An Evening in Wakanda: Notes From the Bangor Premiere of Black Panther

By Ryan Mains

On Thursday, February 15th, Bangor Mall Cinemas held a special 7:00 PM showing of the latest entry into the Marvel Cinematic Universe, Black Panther. The first MCU film with a primarily black cast, Black Panther is one of the year’s most anticipated films, tracking to make at least $150 million in its opening weekend. It’s also become its most critically acclaimed, gaining a 98% “Certified Fresh” rating on review aggregator Rotten Tomatoes in a matter of hours after the end of it’s review embargo. This score places it as the best-reviewed film of the MCU, beating out last year’s Thor: Ragnarok by 5%.

But while critics are one thing, the fans are another. So the real question worth asking is what did the fans attending one of the cinemas now famous 7:00 PM blockbuster screenings think of the film? They loved it, of course. They laughed with the film’s jokes, gasped in awe at the film’s twists, and as always, waited through the credits to see what was in store for the franchise going forward. It was a fully packed cinema that applauded when the credits rolled, with some even standing to their feet and cheering.

After the credits rolled, the crowd shuffled out, with a few people standing in the lobby to discuss the film. One such conversation occurred between two young men, both college students, but with different experience with Marvel films. Levi Nash, a EMCC student majoring in Computer Systems Technology, and Patrick Welch, a Husson student majoring in Criminal Justice, were former classmates at Hampden Academy who decided to see the film together after a chance meeting while getting refreshments.
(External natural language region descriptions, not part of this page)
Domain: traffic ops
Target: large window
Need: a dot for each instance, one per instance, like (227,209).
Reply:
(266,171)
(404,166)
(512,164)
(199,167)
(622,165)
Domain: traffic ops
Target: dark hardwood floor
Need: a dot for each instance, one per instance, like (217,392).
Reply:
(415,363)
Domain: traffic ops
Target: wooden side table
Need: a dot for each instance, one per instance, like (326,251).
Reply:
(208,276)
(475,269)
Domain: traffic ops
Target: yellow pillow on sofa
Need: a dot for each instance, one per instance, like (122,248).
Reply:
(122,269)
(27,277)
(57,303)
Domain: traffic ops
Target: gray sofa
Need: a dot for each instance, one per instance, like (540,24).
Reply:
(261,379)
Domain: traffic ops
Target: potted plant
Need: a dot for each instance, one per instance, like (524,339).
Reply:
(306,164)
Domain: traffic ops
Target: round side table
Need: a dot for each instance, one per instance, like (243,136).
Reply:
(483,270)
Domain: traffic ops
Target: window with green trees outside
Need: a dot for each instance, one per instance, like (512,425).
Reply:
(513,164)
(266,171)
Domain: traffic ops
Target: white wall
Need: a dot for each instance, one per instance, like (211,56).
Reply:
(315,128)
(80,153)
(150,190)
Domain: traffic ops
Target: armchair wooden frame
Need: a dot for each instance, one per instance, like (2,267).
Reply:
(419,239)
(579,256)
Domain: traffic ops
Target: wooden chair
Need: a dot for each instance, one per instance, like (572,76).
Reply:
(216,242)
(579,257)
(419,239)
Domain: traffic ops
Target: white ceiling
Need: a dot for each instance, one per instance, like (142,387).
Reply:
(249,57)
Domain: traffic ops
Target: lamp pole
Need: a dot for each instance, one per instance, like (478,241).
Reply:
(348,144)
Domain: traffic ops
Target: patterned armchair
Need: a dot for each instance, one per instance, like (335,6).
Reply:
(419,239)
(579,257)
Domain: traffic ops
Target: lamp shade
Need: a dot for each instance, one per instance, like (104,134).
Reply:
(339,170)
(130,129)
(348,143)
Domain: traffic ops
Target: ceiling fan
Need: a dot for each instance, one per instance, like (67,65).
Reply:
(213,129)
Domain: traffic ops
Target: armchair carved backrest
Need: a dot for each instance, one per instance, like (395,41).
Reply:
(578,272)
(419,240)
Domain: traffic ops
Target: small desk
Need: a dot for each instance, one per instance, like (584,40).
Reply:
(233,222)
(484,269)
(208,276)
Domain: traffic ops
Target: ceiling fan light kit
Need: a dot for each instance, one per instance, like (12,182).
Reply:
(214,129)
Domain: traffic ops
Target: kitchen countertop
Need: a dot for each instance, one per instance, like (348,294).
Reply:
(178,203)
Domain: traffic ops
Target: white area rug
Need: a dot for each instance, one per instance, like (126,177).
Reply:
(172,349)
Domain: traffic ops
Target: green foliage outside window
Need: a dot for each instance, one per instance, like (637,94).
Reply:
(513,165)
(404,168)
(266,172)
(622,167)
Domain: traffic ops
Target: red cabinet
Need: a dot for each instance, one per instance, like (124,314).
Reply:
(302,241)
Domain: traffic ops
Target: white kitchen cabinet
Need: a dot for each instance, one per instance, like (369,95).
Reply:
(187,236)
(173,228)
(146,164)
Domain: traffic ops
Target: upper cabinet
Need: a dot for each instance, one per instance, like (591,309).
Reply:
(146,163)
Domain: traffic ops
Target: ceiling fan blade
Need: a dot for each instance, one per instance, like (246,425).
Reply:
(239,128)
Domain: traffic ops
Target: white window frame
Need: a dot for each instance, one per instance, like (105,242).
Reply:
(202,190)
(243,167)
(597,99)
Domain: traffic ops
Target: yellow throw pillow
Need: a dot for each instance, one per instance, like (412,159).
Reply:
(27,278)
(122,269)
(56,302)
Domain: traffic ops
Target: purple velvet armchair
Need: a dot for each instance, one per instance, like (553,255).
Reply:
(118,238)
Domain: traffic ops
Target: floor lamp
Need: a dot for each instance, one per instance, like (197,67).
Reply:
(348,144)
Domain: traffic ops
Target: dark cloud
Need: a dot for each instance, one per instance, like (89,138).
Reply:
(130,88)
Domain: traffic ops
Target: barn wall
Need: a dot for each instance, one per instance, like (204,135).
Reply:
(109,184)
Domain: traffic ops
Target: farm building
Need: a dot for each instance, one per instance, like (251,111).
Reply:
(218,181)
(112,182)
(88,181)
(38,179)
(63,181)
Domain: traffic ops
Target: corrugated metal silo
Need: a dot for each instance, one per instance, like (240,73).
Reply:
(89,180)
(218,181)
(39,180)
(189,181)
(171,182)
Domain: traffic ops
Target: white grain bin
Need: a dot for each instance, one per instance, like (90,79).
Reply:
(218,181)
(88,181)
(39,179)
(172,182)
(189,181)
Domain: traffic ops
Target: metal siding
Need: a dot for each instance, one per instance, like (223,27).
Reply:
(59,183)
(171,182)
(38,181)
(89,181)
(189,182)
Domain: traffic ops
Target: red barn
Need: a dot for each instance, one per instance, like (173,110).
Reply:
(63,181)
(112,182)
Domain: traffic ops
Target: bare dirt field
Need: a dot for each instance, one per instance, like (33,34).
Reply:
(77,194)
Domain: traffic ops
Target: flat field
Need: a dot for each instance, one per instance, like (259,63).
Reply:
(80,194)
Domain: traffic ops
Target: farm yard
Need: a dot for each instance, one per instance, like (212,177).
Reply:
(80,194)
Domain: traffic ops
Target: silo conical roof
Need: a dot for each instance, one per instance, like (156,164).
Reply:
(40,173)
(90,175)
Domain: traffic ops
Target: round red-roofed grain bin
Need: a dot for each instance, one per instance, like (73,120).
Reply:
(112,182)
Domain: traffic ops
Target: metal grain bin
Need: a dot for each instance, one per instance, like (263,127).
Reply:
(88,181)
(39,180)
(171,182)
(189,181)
After it ended, they sat down and discussed their takes on the film for a few minutes before having to head out, and they were generally positive.

“I thought it was a really good film,” Levi, a lifelong fan of Marvel comics, commented as Patrick, a follower largely of the films, nodded and murmured in agreement. “I thought the cultural aspects they touched on were really good, and they were ideas a lot of films really don’t touch on.” Patrick nodded, then added, “I wasn’t expecting it go down that road, and I was expecting more of a traditional superhero film. It really took it in a different angle.”

In terms of tradition, the duo’s comments strike a nerve thats resonated throughout Marvel’s “Phase 3” of their careful franchise plan. Following the ousting of Marvel CEO Ike Perlmutter (a staunch believer in “the formula” who fought against films like Black Panther and the upcoming Captain Marvel) from a direct role in producing the film, the MCU has taken a sharp turn for more genre-breaking takes on superheroes under the watch of Kevin Feige, who pushed for more diversity and autonomy for directors. And for the most part, it’s resonated with a series of critical and commercial hits following the shaky reception to Phase 2.

“I think [the different angle] worked really well to compliment the character because of his heritage and background, and if we hadn’t seen him in this role with this perspective, the film definitely would’ve lost something,” Patrick concluded, and Levi added a final note complimenting the film’s design choices as a mixture of “cultural aspects and futuristic designs.”

And ultimately, the choices of the film are what earns it the praise. When searching for a director, Feige made an active choice to seek a director of color who would “inspire the next generation the way we were inspired” and to give children of color “heroes to be inspired by”. By picking a black director, Feige gave the film an authenticity it would have lacked. For example, podcast host and music reviewer Andrew Levins praised the film’s period and location-accurate usage of rap music on his podcast Hey Fam!, going as far to say a white director “would’ve just used the Beastie Boys and called it a day.”

And by giving it that voice, maybe it will inspire a new generation the same way Wonder Woman inspired young girls after a glurge of white male heroes dominating the big screen while executives argued that “diversity doesn’t sell”. By giving those kids a hero they can identify with and root for, films like Black Panther could prove to be the spark that creates an inferno of talented, diverse new voices in filmmaking.